In the workplace, a culture which allows for innovation through experimentation isn’t merely useful to future growth, but actually, critical for survival. Professor Mark Perry of the University of Michigan — Flint noted that just 12.2% of the corporate giants which appeared on the Fortune 500 in 1955 remained on the list in 2014. Research from Tom Steiner of Baldwin Bell Green and John Davis of Harvard Business School drew even more stark conclusions. A successful American company started in the 1950’s could expect to live for 53 years, while a similarly promising firm, formed in the 1970’s, would last for a much shorter 32 years.

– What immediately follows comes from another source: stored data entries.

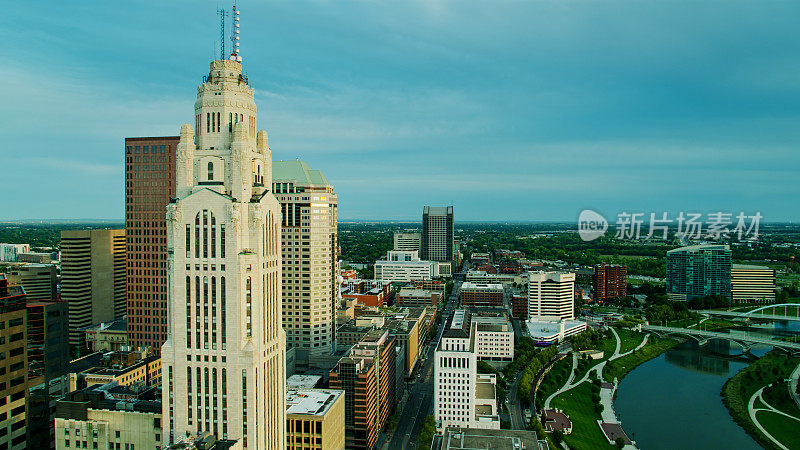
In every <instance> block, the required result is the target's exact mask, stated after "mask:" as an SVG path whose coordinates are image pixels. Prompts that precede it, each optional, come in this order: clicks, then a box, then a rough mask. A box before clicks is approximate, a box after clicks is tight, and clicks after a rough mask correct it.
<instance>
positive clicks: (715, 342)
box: [664, 340, 742, 375]
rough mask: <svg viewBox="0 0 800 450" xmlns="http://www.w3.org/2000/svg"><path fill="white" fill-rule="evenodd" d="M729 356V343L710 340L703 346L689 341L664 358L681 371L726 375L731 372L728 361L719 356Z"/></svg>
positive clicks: (668, 353) (724, 358)
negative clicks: (722, 355) (681, 369)
mask: <svg viewBox="0 0 800 450" xmlns="http://www.w3.org/2000/svg"><path fill="white" fill-rule="evenodd" d="M734 346H735V344H734ZM736 350H737V351H738V354H739V355H741V354H742V352H741V348H737V349H736ZM731 354H732V353H731V343H730V341H721V340H712V341H708V343H707V344H706V345H703V346H698V344H697V343H696V342H692V341H689V342H687V343H686V344H685V345H681V346H679V347H676V348H673V349H671V350H668V351H667V353H666V354H665V355H664V357H665V359H666V361H667V362H668V363H669V364H670V365H673V366H676V367H680V368H682V369H686V370H691V371H693V372H700V373H707V374H711V375H727V374H728V373H729V372H730V370H731V368H730V359H729V358H725V357H721V356H722V355H731Z"/></svg>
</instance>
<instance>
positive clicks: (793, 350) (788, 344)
mask: <svg viewBox="0 0 800 450" xmlns="http://www.w3.org/2000/svg"><path fill="white" fill-rule="evenodd" d="M642 330H643V331H650V332H653V333H655V334H658V335H662V336H665V335H669V334H674V335H682V336H690V337H692V338H694V339H697V340H698V341H701V340H709V339H725V340H729V341H733V342H736V343H738V344H740V345H742V346H743V347H749V346H751V345H753V344H764V345H771V346H773V347H775V348H780V349H783V350H786V351H788V352H790V353H795V352H798V353H800V343H797V342H787V341H781V340H778V339H772V338H768V337H764V336H758V335H754V334H730V333H723V332H720V331H706V330H698V329H693V328H675V327H662V326H658V325H642Z"/></svg>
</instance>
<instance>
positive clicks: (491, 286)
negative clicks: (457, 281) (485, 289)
mask: <svg viewBox="0 0 800 450" xmlns="http://www.w3.org/2000/svg"><path fill="white" fill-rule="evenodd" d="M464 289H491V290H500V291H502V290H503V285H502V284H500V283H472V282H469V281H465V282H463V283H461V290H462V291H463V290H464Z"/></svg>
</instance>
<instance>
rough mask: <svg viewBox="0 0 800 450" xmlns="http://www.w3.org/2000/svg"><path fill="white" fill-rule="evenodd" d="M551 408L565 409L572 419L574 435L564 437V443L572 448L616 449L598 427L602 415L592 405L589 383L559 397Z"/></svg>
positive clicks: (553, 404) (593, 405) (570, 417)
mask: <svg viewBox="0 0 800 450" xmlns="http://www.w3.org/2000/svg"><path fill="white" fill-rule="evenodd" d="M551 406H552V407H554V408H558V409H563V410H564V413H566V414H567V415H568V416H569V418H570V419H572V433H571V434H568V435H566V436H564V441H565V442H566V443H567V444H568V445H569V446H570V447H571V448H592V449H603V448H609V449H611V448H615V447H614V446H612V445H610V444H609V443H608V441H607V440H606V437H605V436H604V435H603V432H602V431H600V427H599V426H598V425H597V420H598V419H600V414H598V413H597V412H596V411H595V406H594V403H592V392H591V386H590V384H589V383H581V384H580V385H579V386H576V387H575V388H573V389H571V390H569V391H567V392H564V393H563V394H561V395H559V396H558V397H556V398H555V399H554V400H553V402H552V404H551Z"/></svg>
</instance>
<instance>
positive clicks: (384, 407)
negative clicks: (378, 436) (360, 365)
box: [350, 329, 396, 429]
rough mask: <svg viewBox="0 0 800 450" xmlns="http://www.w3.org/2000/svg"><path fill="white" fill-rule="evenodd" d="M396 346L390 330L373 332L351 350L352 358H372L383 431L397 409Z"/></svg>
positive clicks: (378, 407)
mask: <svg viewBox="0 0 800 450" xmlns="http://www.w3.org/2000/svg"><path fill="white" fill-rule="evenodd" d="M395 346H396V339H395V337H394V336H393V335H390V334H389V330H385V329H378V330H372V331H370V332H368V333H367V335H366V336H364V337H363V338H362V339H361V341H360V342H359V343H358V344H356V345H354V346H353V347H352V348H351V349H350V356H360V357H367V358H372V360H373V364H374V365H375V374H376V376H377V377H378V428H380V429H383V427H384V426H385V425H386V421H387V420H388V419H389V416H390V415H391V414H392V411H394V407H395V361H396V354H395Z"/></svg>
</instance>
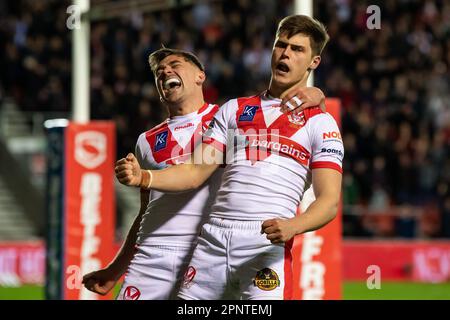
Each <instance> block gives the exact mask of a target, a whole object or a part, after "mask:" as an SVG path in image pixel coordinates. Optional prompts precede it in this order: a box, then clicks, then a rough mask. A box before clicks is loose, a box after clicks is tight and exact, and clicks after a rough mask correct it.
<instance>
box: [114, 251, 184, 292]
mask: <svg viewBox="0 0 450 320" xmlns="http://www.w3.org/2000/svg"><path fill="white" fill-rule="evenodd" d="M188 252H189V250H177V249H170V250H168V249H162V248H158V247H154V248H148V247H147V248H145V250H142V249H140V250H139V251H138V252H137V253H136V255H135V256H134V258H133V260H132V261H131V263H130V266H129V267H128V270H127V274H126V276H125V279H124V283H123V285H122V288H121V290H120V293H119V295H118V296H117V299H118V300H138V299H139V300H167V299H173V298H175V291H176V290H177V283H178V280H179V275H180V273H181V270H180V268H181V267H182V266H183V265H185V263H186V261H185V260H186V259H187V257H188Z"/></svg>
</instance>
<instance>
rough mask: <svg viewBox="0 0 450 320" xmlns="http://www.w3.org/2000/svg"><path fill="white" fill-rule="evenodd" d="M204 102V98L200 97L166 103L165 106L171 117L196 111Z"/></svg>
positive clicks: (204, 103)
mask: <svg viewBox="0 0 450 320" xmlns="http://www.w3.org/2000/svg"><path fill="white" fill-rule="evenodd" d="M204 104H205V100H203V98H201V99H193V100H186V101H182V102H179V103H174V104H170V105H167V108H168V109H169V117H170V118H172V117H177V116H184V115H187V114H190V113H192V112H196V111H198V110H199V109H200V108H201V107H202V106H203V105H204Z"/></svg>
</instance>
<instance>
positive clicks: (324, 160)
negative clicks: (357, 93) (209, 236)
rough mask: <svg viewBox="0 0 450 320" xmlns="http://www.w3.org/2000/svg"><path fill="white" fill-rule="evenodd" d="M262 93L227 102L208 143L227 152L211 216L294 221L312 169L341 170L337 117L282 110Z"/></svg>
mask: <svg viewBox="0 0 450 320" xmlns="http://www.w3.org/2000/svg"><path fill="white" fill-rule="evenodd" d="M280 102H281V100H280V99H275V98H271V97H269V96H267V95H266V93H263V94H261V95H257V96H253V97H247V98H238V99H233V100H230V101H228V102H227V103H226V104H224V105H223V106H222V107H221V108H220V109H219V111H218V112H217V114H216V115H215V117H214V119H213V121H212V122H211V124H210V129H209V130H208V131H207V132H206V133H205V137H206V136H207V137H209V138H210V140H209V141H208V140H206V139H205V140H204V143H209V144H213V145H214V146H215V147H216V148H219V149H221V150H226V158H227V160H226V161H227V166H226V167H225V170H224V173H223V176H222V184H221V187H220V189H219V191H218V193H217V199H216V202H215V204H214V205H213V207H212V212H211V216H212V217H219V218H228V219H238V220H265V219H270V218H292V217H294V216H295V214H296V211H297V207H298V206H299V203H300V200H301V199H302V196H303V192H304V191H305V190H306V187H307V186H308V185H309V184H310V182H311V172H312V169H314V168H331V169H335V170H337V171H339V172H342V160H343V157H344V147H343V143H342V139H341V135H340V133H339V128H338V126H337V124H336V122H335V120H334V119H333V117H332V116H331V115H330V114H328V113H324V112H322V111H321V110H320V108H312V109H307V110H305V111H304V112H302V113H300V114H299V115H292V114H290V115H286V114H283V113H282V112H280V110H279V104H280Z"/></svg>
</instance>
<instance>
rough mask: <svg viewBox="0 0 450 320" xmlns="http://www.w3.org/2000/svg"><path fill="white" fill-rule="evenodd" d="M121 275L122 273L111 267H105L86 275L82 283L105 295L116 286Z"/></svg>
mask: <svg viewBox="0 0 450 320" xmlns="http://www.w3.org/2000/svg"><path fill="white" fill-rule="evenodd" d="M120 276H121V274H118V273H117V272H115V271H113V270H111V269H109V268H105V269H101V270H97V271H94V272H91V273H88V274H86V275H84V276H83V281H82V283H83V284H84V286H85V287H86V289H88V290H90V291H92V292H95V293H98V294H101V295H105V294H107V293H108V292H109V291H111V289H112V288H114V286H115V284H116V282H117V280H119V278H120Z"/></svg>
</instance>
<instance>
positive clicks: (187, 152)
mask: <svg viewBox="0 0 450 320" xmlns="http://www.w3.org/2000/svg"><path fill="white" fill-rule="evenodd" d="M208 106H209V105H208V104H207V103H205V104H204V105H203V106H202V107H201V108H200V109H199V110H198V111H197V114H201V113H203V112H205V111H206V109H207V108H208ZM217 110H219V106H218V105H214V106H212V108H211V110H209V111H208V112H207V113H205V114H204V115H203V116H202V118H201V121H200V122H199V123H198V124H196V128H195V130H194V131H193V133H192V136H191V137H190V140H189V142H188V143H187V144H186V146H185V147H182V146H181V145H180V144H179V143H178V141H177V139H175V137H174V135H175V134H176V131H181V129H186V128H189V127H192V126H194V124H191V123H188V124H186V125H182V126H178V127H175V129H174V132H172V130H170V127H169V123H168V120H166V121H165V122H163V123H161V124H160V125H158V126H156V127H155V128H153V129H151V130H149V131H148V132H147V133H146V140H147V142H148V144H149V146H150V149H151V152H152V155H153V158H154V159H155V161H156V162H157V163H165V164H168V165H173V164H179V163H183V162H185V161H186V160H187V159H188V158H189V155H190V154H191V153H192V152H193V150H194V148H195V146H197V145H198V144H199V143H201V140H202V135H201V134H202V133H203V132H204V131H205V129H206V128H207V127H208V125H209V122H211V120H212V118H213V117H214V114H215V113H216V112H217ZM177 129H178V130H177Z"/></svg>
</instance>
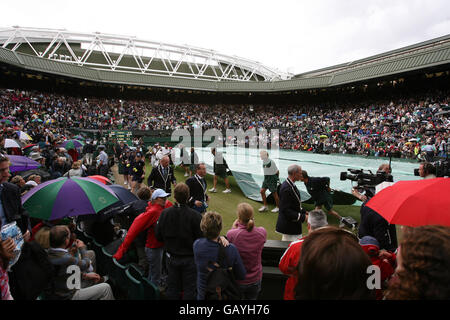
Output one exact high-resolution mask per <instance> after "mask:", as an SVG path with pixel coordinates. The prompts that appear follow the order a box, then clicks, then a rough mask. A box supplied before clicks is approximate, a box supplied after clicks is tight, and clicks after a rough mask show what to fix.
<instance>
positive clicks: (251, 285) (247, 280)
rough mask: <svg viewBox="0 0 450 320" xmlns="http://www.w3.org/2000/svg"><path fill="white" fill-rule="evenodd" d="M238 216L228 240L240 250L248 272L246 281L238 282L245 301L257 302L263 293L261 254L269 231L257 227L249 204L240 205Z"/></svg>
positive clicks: (245, 276)
mask: <svg viewBox="0 0 450 320" xmlns="http://www.w3.org/2000/svg"><path fill="white" fill-rule="evenodd" d="M237 216H238V218H237V219H236V220H235V221H234V223H233V227H232V229H231V230H229V231H228V232H227V239H228V240H229V241H230V243H232V244H234V245H235V246H236V248H237V249H238V251H239V254H240V256H241V258H242V262H243V263H244V266H245V270H246V271H247V274H246V276H245V279H244V280H239V281H238V284H239V286H240V289H241V293H242V295H243V299H244V300H256V299H257V298H258V294H259V292H260V291H261V281H262V263H261V253H262V250H263V248H264V243H265V242H266V240H267V231H266V229H264V228H263V227H255V221H254V212H253V207H252V206H251V205H249V204H248V203H245V202H244V203H240V204H239V205H238V207H237Z"/></svg>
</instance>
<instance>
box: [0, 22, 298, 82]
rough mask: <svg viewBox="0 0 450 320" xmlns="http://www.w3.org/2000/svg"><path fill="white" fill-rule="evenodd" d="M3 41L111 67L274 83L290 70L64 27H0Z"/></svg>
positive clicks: (181, 77)
mask: <svg viewBox="0 0 450 320" xmlns="http://www.w3.org/2000/svg"><path fill="white" fill-rule="evenodd" d="M0 46H1V47H3V48H6V49H9V50H11V51H13V52H20V53H27V54H31V55H35V56H37V57H40V58H44V59H49V60H57V61H60V62H64V63H67V64H72V65H77V66H82V67H88V68H92V69H100V70H110V71H113V72H125V73H135V74H136V73H137V74H151V75H160V76H170V77H177V78H189V79H198V80H205V81H216V82H220V81H240V82H261V81H262V82H273V81H279V80H289V79H291V78H292V77H293V75H292V74H289V73H284V72H280V71H278V70H276V69H273V68H269V67H267V66H264V65H262V64H261V63H259V62H256V61H252V60H249V59H245V58H241V57H236V56H229V55H225V54H221V53H218V52H216V51H214V50H208V49H202V48H197V47H193V46H188V45H174V44H169V43H164V42H156V41H148V40H142V39H138V38H136V37H130V36H120V35H112V34H104V33H99V32H95V33H79V32H71V31H67V30H65V29H63V30H57V29H40V28H23V27H17V26H15V27H11V28H3V29H0Z"/></svg>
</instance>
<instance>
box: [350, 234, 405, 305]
mask: <svg viewBox="0 0 450 320" xmlns="http://www.w3.org/2000/svg"><path fill="white" fill-rule="evenodd" d="M359 244H360V245H361V247H362V248H363V250H364V251H365V252H366V253H367V255H368V256H369V258H370V260H371V261H372V265H374V266H378V267H379V268H380V277H381V279H380V280H381V281H380V282H381V288H380V289H377V290H376V298H377V300H381V299H382V298H383V290H384V289H386V288H387V284H388V281H389V279H390V278H391V276H392V275H393V274H394V271H395V267H396V256H395V253H392V252H388V251H386V250H380V244H379V242H378V240H377V239H375V238H374V237H370V236H365V237H362V238H361V239H360V240H359Z"/></svg>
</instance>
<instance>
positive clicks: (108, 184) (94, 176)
mask: <svg viewBox="0 0 450 320" xmlns="http://www.w3.org/2000/svg"><path fill="white" fill-rule="evenodd" d="M88 178H91V179H94V180H97V181H100V182H101V183H103V184H106V185H110V184H112V182H111V180H109V179H108V178H105V177H104V176H100V175H95V176H88Z"/></svg>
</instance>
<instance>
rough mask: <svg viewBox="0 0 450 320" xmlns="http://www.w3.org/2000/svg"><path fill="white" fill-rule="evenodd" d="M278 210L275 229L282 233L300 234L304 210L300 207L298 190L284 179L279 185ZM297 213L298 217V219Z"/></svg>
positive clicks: (301, 225) (305, 214)
mask: <svg viewBox="0 0 450 320" xmlns="http://www.w3.org/2000/svg"><path fill="white" fill-rule="evenodd" d="M279 192H280V193H279V197H280V211H279V213H278V220H277V225H276V231H277V232H279V233H282V234H291V235H296V234H301V233H302V223H303V222H304V221H305V218H306V210H305V209H303V208H302V207H301V205H302V203H301V197H300V191H298V189H297V187H296V186H295V184H294V185H293V187H292V186H291V184H290V182H289V181H288V180H287V179H286V180H285V181H284V182H283V183H282V184H281V187H280V191H279ZM299 213H300V214H301V215H300V219H299Z"/></svg>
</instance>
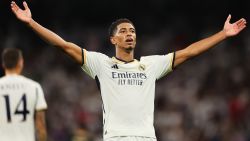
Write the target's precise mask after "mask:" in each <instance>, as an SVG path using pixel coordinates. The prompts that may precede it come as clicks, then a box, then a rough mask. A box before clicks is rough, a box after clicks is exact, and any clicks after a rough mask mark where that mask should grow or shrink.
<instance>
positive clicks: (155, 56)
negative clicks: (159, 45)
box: [140, 55, 161, 61]
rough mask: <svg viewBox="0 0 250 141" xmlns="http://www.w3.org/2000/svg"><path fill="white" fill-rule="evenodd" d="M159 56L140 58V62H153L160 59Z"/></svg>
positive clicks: (150, 55) (151, 56)
mask: <svg viewBox="0 0 250 141" xmlns="http://www.w3.org/2000/svg"><path fill="white" fill-rule="evenodd" d="M160 56H161V55H149V56H141V58H140V61H153V60H155V59H156V58H157V57H160Z"/></svg>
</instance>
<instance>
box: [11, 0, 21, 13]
mask: <svg viewBox="0 0 250 141" xmlns="http://www.w3.org/2000/svg"><path fill="white" fill-rule="evenodd" d="M10 6H11V9H12V11H13V12H16V11H17V10H18V9H19V7H18V6H17V4H16V3H15V2H14V1H12V2H11V4H10Z"/></svg>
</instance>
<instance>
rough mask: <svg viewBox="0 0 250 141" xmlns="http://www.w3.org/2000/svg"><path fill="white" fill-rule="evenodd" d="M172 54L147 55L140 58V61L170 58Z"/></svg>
mask: <svg viewBox="0 0 250 141" xmlns="http://www.w3.org/2000/svg"><path fill="white" fill-rule="evenodd" d="M173 54H174V53H173V52H171V53H167V54H164V55H149V56H142V57H141V59H140V60H155V59H160V58H162V57H168V56H172V55H173Z"/></svg>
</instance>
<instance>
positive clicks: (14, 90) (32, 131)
mask: <svg viewBox="0 0 250 141" xmlns="http://www.w3.org/2000/svg"><path fill="white" fill-rule="evenodd" d="M23 62H24V61H23V56H22V52H21V51H20V50H19V49H16V48H6V49H4V51H3V53H2V64H3V68H4V71H5V76H3V77H2V78H0V141H35V140H36V138H37V139H38V141H46V138H47V134H46V126H45V112H44V110H45V109H46V108H47V104H46V102H45V99H44V94H43V91H42V88H41V86H40V84H38V83H37V82H35V81H33V80H30V79H28V78H26V77H24V76H22V75H20V74H21V72H22V69H23Z"/></svg>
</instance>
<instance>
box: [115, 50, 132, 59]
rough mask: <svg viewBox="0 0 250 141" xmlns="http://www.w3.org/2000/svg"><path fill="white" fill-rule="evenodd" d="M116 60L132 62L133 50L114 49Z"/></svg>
mask: <svg viewBox="0 0 250 141" xmlns="http://www.w3.org/2000/svg"><path fill="white" fill-rule="evenodd" d="M116 58H118V59H121V60H123V61H126V62H129V61H132V60H134V49H124V48H123V49H121V48H119V47H116Z"/></svg>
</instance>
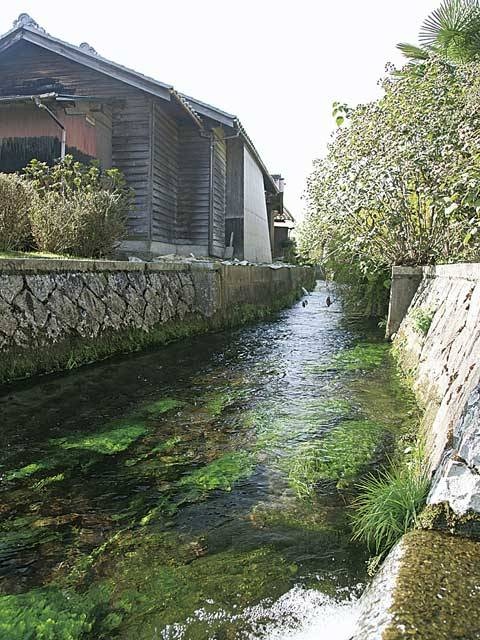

For a strong company started in 2010, it’s projected lifespan was a meager 17 years. As Steiner and Davis see it, corporate life cycles will become “shorter and more brutish.”
In this cutthroat environment, businesses must always have new products, services, and strategies in the pipeline, and figure out which of these fresh sparks will best advance their long-term position. Otherwise, they’ll find they’ve been rendered irrelevant, which is a sure sign of impending doom.
Being immersed in this culture of experimentation and learning is crucial to the well-being of the workforce as a whole. The Great Recession decimated millions of jobs, and caused trillions of dollars in aggregate wealth loss for American households. With mergers and acquisitions activity near an all-time peak, employees across many industries face the possibility of being eased out, as a part of efforts to cut costs and improve efficiency. The rise of artificial intelligence , machine learning and robotics may well promise numerous benefits for mankind as a whole, but it also puts a multitude of jobs at greater risk of elimination over the next several years.
Given these circumstances,, there are several strategies which employees ought to master, in order to up their odds of being gainfully employed in the future. One is the ability to quickly master new skills, whether it be a software program or management approach. If, from an early stage in their educational lives, employees learn through the methods discussed earlier, they’ll be more capable of forming deep, lasting mastery of a topic, and will internalize a view that learning something new requires determination, persistence, and falling down a few times.
What’s more, employees who have been immersed in experimental environments at work, will bring to their jobs a mindset of exploration, curiosity, and intelligent risk-taking. With that outlook, these employees can add tremendous value for their employers (just as some Google employees did with their 20% time), and perhaps even start their own businesses in the future, and not depend on the paycheck and whims of their bosses.
The choice is clear. If we wish to grow, as students seeking to become masters of a particular domain, or in our careers, whether working for a big company or launching own startups, we must embrace a mindset of experimentation, persistence, and the life lessons which are derived mainly from mistakes, stumbles and failures. Perhaps Mark Zuckerberg said it best: “The biggest risk is not taking any risk… In a world that changing really quickly, the only strategy that is guaranteed to fail is not taking risks.” So, let’s get to it. Scrape a knee or hang up an elbow. Try to solve a problem you aren’t totally familiar with. Make a mistake, and learn from it. Get up, and dust yourself off. It only makes us better.